Table of Contents

Managing parameter groups for RAD

From DataMiner 10.5.4/10.6.0 onwards, it is possible to manage relational anomaly detection (RAD) parameter groups using the SLNetClientTest tool. With these messages you can for example configure a low-code app to visualize and manage the parameter groups.

All configuration settings are stored in the ai_rad_models_v2 database table.

In Feature Release versions up to DataMiner 10.5.8, it is also possible to configure and view the same settings directly in RelationalAnomalyDetection.xml.

  1. Connect to the DMA hosting the grouped parameters using the SLNetClientTest tool.

  2. Go to the Build Message tab of the main window of the SLNetCLientTest tool.
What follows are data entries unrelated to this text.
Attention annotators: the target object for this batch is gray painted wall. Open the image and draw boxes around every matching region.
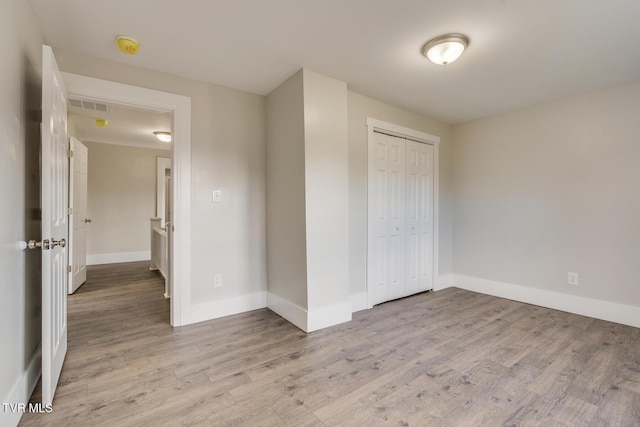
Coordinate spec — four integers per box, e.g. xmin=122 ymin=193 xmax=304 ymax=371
xmin=453 ymin=82 xmax=640 ymax=306
xmin=55 ymin=50 xmax=267 ymax=303
xmin=83 ymin=141 xmax=170 ymax=256
xmin=0 ymin=0 xmax=42 ymax=426
xmin=267 ymin=70 xmax=307 ymax=308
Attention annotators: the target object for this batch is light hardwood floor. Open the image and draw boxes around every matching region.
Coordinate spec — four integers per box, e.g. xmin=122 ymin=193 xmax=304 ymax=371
xmin=20 ymin=263 xmax=640 ymax=426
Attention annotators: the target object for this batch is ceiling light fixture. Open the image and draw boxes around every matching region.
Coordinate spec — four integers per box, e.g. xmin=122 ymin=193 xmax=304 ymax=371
xmin=153 ymin=131 xmax=171 ymax=142
xmin=422 ymin=33 xmax=469 ymax=65
xmin=116 ymin=36 xmax=140 ymax=55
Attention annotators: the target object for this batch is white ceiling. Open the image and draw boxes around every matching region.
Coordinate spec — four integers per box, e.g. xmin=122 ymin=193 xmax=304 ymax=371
xmin=31 ymin=0 xmax=640 ymax=123
xmin=68 ymin=97 xmax=171 ymax=150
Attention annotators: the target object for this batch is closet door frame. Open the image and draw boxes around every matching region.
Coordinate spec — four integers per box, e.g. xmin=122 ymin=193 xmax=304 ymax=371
xmin=365 ymin=117 xmax=440 ymax=308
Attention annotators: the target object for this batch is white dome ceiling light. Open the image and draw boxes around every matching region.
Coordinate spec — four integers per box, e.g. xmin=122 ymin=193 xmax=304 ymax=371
xmin=422 ymin=33 xmax=469 ymax=65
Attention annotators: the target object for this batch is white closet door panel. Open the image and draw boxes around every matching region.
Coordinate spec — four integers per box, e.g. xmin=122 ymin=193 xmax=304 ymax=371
xmin=381 ymin=135 xmax=406 ymax=300
xmin=418 ymin=144 xmax=434 ymax=292
xmin=403 ymin=140 xmax=420 ymax=296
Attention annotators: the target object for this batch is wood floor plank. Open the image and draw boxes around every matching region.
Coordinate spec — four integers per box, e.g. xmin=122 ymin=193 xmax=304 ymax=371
xmin=20 ymin=262 xmax=640 ymax=427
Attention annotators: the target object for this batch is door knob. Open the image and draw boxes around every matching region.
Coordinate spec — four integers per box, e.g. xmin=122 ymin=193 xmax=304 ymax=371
xmin=27 ymin=239 xmax=49 ymax=251
xmin=51 ymin=239 xmax=67 ymax=248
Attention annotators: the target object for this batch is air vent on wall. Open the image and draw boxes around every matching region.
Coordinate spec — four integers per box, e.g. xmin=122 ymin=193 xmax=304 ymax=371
xmin=69 ymin=98 xmax=109 ymax=113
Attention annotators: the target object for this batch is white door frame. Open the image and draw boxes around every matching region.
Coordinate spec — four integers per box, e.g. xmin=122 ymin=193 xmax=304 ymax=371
xmin=365 ymin=117 xmax=440 ymax=308
xmin=62 ymin=73 xmax=191 ymax=326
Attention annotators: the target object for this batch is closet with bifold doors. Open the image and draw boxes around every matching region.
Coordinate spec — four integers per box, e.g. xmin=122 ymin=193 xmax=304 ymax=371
xmin=367 ymin=130 xmax=435 ymax=306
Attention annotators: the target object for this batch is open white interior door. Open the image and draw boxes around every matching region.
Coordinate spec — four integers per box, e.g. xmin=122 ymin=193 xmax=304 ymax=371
xmin=41 ymin=46 xmax=69 ymax=404
xmin=69 ymin=137 xmax=91 ymax=294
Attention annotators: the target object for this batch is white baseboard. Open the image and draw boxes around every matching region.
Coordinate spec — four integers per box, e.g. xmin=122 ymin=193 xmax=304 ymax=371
xmin=307 ymin=301 xmax=352 ymax=332
xmin=267 ymin=292 xmax=308 ymax=332
xmin=454 ymin=274 xmax=640 ymax=328
xmin=181 ymin=292 xmax=267 ymax=325
xmin=433 ymin=273 xmax=453 ymax=291
xmin=0 ymin=348 xmax=42 ymax=426
xmin=267 ymin=292 xmax=351 ymax=332
xmin=87 ymin=251 xmax=151 ymax=265
xmin=349 ymin=291 xmax=369 ymax=313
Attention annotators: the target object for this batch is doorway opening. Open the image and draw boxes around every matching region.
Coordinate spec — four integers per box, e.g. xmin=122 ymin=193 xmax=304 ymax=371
xmin=67 ymin=100 xmax=172 ymax=300
xmin=62 ymin=73 xmax=191 ymax=326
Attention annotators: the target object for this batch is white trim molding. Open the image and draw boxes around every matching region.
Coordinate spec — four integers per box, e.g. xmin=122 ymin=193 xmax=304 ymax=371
xmin=454 ymin=274 xmax=640 ymax=328
xmin=433 ymin=273 xmax=453 ymax=291
xmin=267 ymin=292 xmax=307 ymax=332
xmin=87 ymin=251 xmax=151 ymax=265
xmin=182 ymin=292 xmax=267 ymax=325
xmin=349 ymin=291 xmax=369 ymax=313
xmin=62 ymin=73 xmax=192 ymax=326
xmin=0 ymin=347 xmax=42 ymax=426
xmin=365 ymin=117 xmax=442 ymax=308
xmin=306 ymin=301 xmax=351 ymax=332
xmin=267 ymin=292 xmax=351 ymax=333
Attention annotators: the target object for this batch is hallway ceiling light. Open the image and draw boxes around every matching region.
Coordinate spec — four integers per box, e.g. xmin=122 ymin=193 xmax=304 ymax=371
xmin=116 ymin=36 xmax=140 ymax=55
xmin=153 ymin=131 xmax=171 ymax=142
xmin=422 ymin=33 xmax=469 ymax=65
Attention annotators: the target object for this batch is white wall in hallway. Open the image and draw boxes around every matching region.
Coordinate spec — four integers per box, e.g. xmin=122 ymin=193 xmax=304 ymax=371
xmin=84 ymin=141 xmax=170 ymax=265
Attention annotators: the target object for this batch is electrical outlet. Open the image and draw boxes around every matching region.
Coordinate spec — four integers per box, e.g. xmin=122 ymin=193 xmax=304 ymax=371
xmin=213 ymin=274 xmax=222 ymax=288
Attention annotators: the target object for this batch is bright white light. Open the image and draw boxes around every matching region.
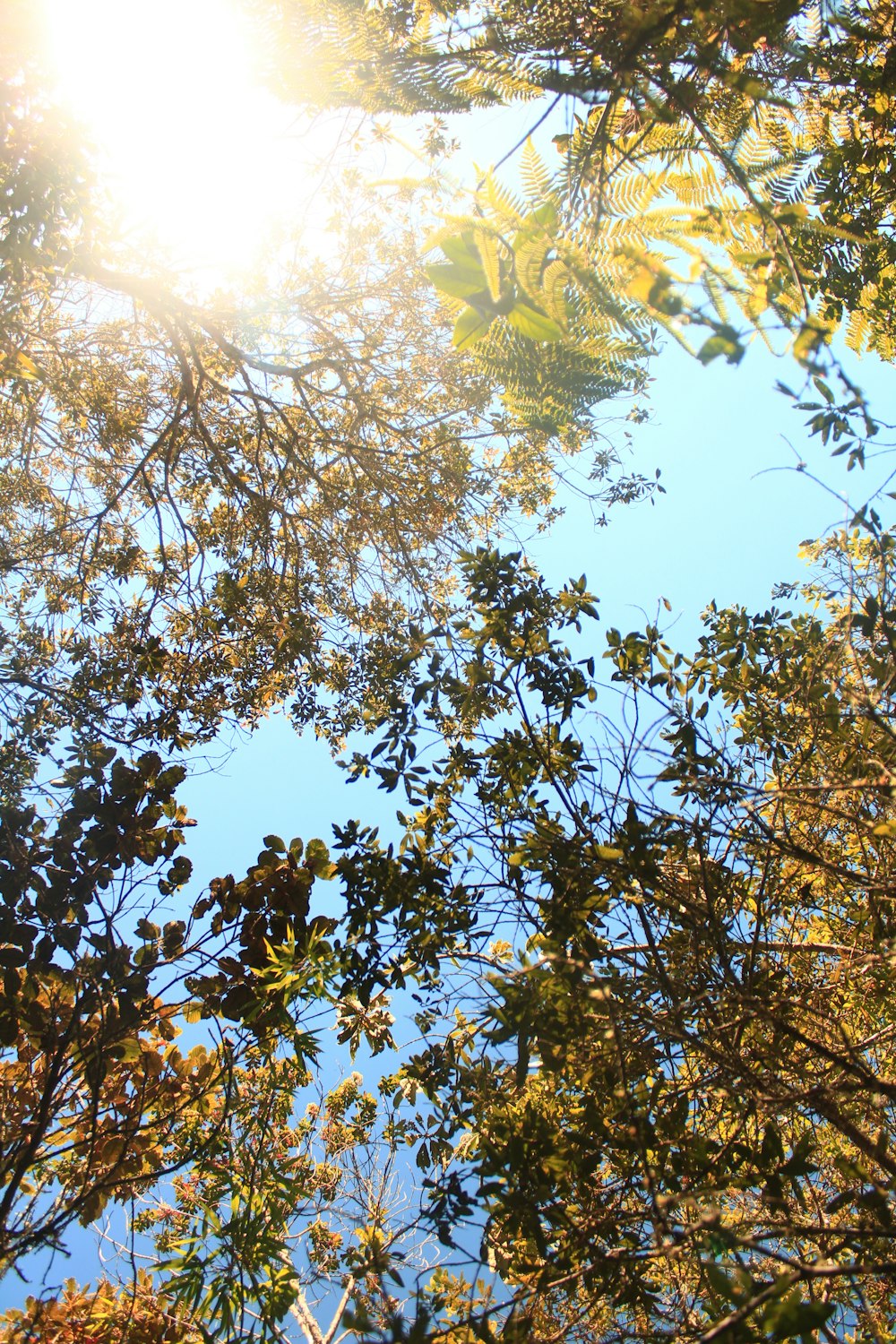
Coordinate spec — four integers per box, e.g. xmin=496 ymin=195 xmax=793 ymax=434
xmin=44 ymin=0 xmax=322 ymax=274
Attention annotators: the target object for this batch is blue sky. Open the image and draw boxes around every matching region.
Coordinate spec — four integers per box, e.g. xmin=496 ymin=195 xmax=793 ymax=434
xmin=174 ymin=331 xmax=892 ymax=898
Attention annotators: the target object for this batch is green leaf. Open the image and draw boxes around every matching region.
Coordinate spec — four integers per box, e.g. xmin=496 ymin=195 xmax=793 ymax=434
xmin=508 ymin=303 xmax=565 ymax=341
xmin=475 ymin=230 xmax=501 ymax=304
xmin=426 ymin=263 xmax=489 ymax=298
xmin=452 ymin=308 xmax=493 ymax=349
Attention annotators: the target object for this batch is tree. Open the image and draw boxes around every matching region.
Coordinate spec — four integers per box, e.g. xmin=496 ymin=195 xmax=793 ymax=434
xmin=0 ymin=0 xmax=896 ymax=1344
xmin=269 ymin=0 xmax=893 ymax=424
xmin=0 ymin=1273 xmax=200 ymax=1344
xmin=329 ymin=521 xmax=896 ymax=1340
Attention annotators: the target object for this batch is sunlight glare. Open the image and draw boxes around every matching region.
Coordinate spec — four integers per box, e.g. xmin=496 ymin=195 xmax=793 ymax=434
xmin=44 ymin=0 xmax=327 ymax=273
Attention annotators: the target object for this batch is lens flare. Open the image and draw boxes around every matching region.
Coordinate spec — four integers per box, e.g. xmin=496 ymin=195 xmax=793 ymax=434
xmin=44 ymin=0 xmax=326 ymax=273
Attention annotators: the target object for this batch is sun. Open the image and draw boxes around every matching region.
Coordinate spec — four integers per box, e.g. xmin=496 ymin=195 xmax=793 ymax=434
xmin=43 ymin=0 xmax=332 ymax=276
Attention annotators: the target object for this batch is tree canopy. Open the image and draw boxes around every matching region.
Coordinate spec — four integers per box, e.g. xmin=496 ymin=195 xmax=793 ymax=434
xmin=0 ymin=0 xmax=896 ymax=1344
  3. In the Message Type dropdown list, choose one of the following messages. All message names start with the Skyline.DataMiner.Analytics.Rad. prefix:

    Message Function
    AddRADParameterGroupMessage Creates a new RAD parameter group. If a group with the same name already exists, the group will be updated instead.
    GetRADDataMessage Retrieves anomaly scores over a specified time range. Note that anomaly scores can only be retrieved for past time periods where 5-minute averaged trend data is available.
    GetRADParameterGroupInfoMessage Retrieves the configuration information for a specific RAD parameter group. From DataMiner 10.5.9/10.6.0 onwards, the response to this message also includes an IsMonitored flag, which indicates whether the group is correctly being monitored ("true"), or whether an error has occurred that prevents the group from being monitored ("false"). In the latter case, more information can be found in the SLAnalytics logging.
    GetRADParameterGroupsMessage Retrieves a list of all configured RAD parameter groups.
    RemoveRADParameterGroupMessage Deletes a RAD parameter group.
    Note

    In DataMiner 10.5.4, some of these messages may include "MAD" instead of "RAD", e.g. Skyline.DataMiner.Analytics.MAD.AddMADParameterGroupMessage. In this message, "MAD" stands for "multivariate anomaly detection", which is another name for RAD.

  4. Configure the necessary fields:

    • AddRADParameterGroupMessage:

      • GroupInfo > AnomalyThreshold: Optional. Defines the threshold for suggestion event generation. A higher value results in fewer suggestion events, a lower value results in more. If not specified, the default value 6 is used (3 in versions prior to DataMiner 10.5.9/10.6.0).

      • GroupInfo > MinimumAnomalyDuration: Optional. The minimum duration (in minutes) that deviating behavior must persist to be considered a significant anomaly. If not specified, the default value 15 is used (5 in versions prior to DataMiner 10.5.9/10.6.0).

      • GroupInfo > Name: The name of the parameter group.

      • GroupInfo > Parameters: A list of parameter instances (DataMiner ID, Element ID, Parameter ID, Primary Key) that will be monitored together by a RAD model.

      • GroupInfo > UpdateModel: Indicates whether the model should be updated continuously as new data becomes available (true), or only be trained initially based on available data at startup (false).

    • GetRADDataMessage:

      • EndTime: The end time of the period for which you want to retrieve anomaly scores.

      • GroupName: The name of the parameter group.

      • StartTime: The start time of the period for which you want to retrieve anomaly scores.

      Note

      Anomaly scores can only be retrieved for past time periods where 5-minute averaged trend data is available.

    • GetRADParameterGroupInfoMessage and RemoveRADParameterGroupMessage:

      • GroupName: The name of the parameter group.
    • GetRADParameterGroupsMessage: No additional fields need to be configured.

  5. Click Send Message.

Note
  • Keep in mind that the group names need to be unique and will be processed in a case-insensitive manner.
  • From DataMiner 10.5.4/10.6.0 onwards, you can also retrain the internal model used by RAD.
Warning

Always be extremely careful when using the SLNetClientTest tool, as it can have far-reaching consequences on the functionality of your DataMiner System.